3D Printing

MoMA Teens Remix Famous Works of Art with Shapeways

MakerBot replicator MoMA TEEN

I’ve always wondered if having more access to technology in high school would have made me a better student. I got A’s and B’s, mind you, but I just wasn’t that into learning. I didn’t see the point!  Strap your jealousy hat on, Mike, because 19 lucky New York high schoolers had the opportunity to experience an education most awesome, this summer.

For the past two months, the Museum of Modern Art (MoMA) in New York has been hosting a summer course called “CLICK@MoMA: 3D Printers and Artistic Hacking” as a part of their In the Making program. Teens aged 13-19 have spent this summer using 3D printing in order to, as MoMA puts it, “explore ideas surrounding artistic hacking and the creative use of digital tools in the process.”  As part of the program, the students had access to a number of local technology providers, including Makerbot, Eyebeam Art + Technology Center, and Shapeways.

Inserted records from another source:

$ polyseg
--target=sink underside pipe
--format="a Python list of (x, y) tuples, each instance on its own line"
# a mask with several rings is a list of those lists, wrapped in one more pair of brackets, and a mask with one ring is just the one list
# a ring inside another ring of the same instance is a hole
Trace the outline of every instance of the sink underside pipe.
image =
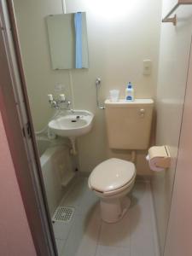
[(70, 150), (70, 153), (73, 155), (76, 155), (78, 154), (78, 151), (77, 151), (76, 146), (75, 146), (75, 137), (70, 137), (69, 139), (70, 139), (70, 142), (72, 143), (72, 148)]
[(136, 150), (132, 150), (131, 152), (131, 162), (132, 162), (132, 163), (136, 163)]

Keith Haring Redesign MoMA Teen

In addition to a visit to the BotCave, home of Makerbot, the New York teens were given a chance to tour the Long Island factory of online service provider, Shapeways. With the help of Shapeways and Eyebeam, the students were instructed to “hack” their favourite piece of MoMA artwork, giving them license to remix, redesign and rethink such famous works as those of Keith Haring, seen above, or VanGogh, seen below:

starry night Van Gogh Redesign MoMA TeenFinally, the work will be exhibited in the MoMA Education Center for proud parents to gloat about until September 19th. And they’ve got plenty to gloat about and so do their kids! I wish that, when I was in high school, I had had a printed rendition of Starry Night displayed in MoMA as a demonstration that I understood the fact that art is a historically dependent concept that changes as the technology that creates it does and, therefore, a remix is nothing but an homage to the previous work of artists that simultaneously causes us to reimagine the world around us.  But, I guess, you can’t turn back time. I’ll just have to live vicariously through my own children someday!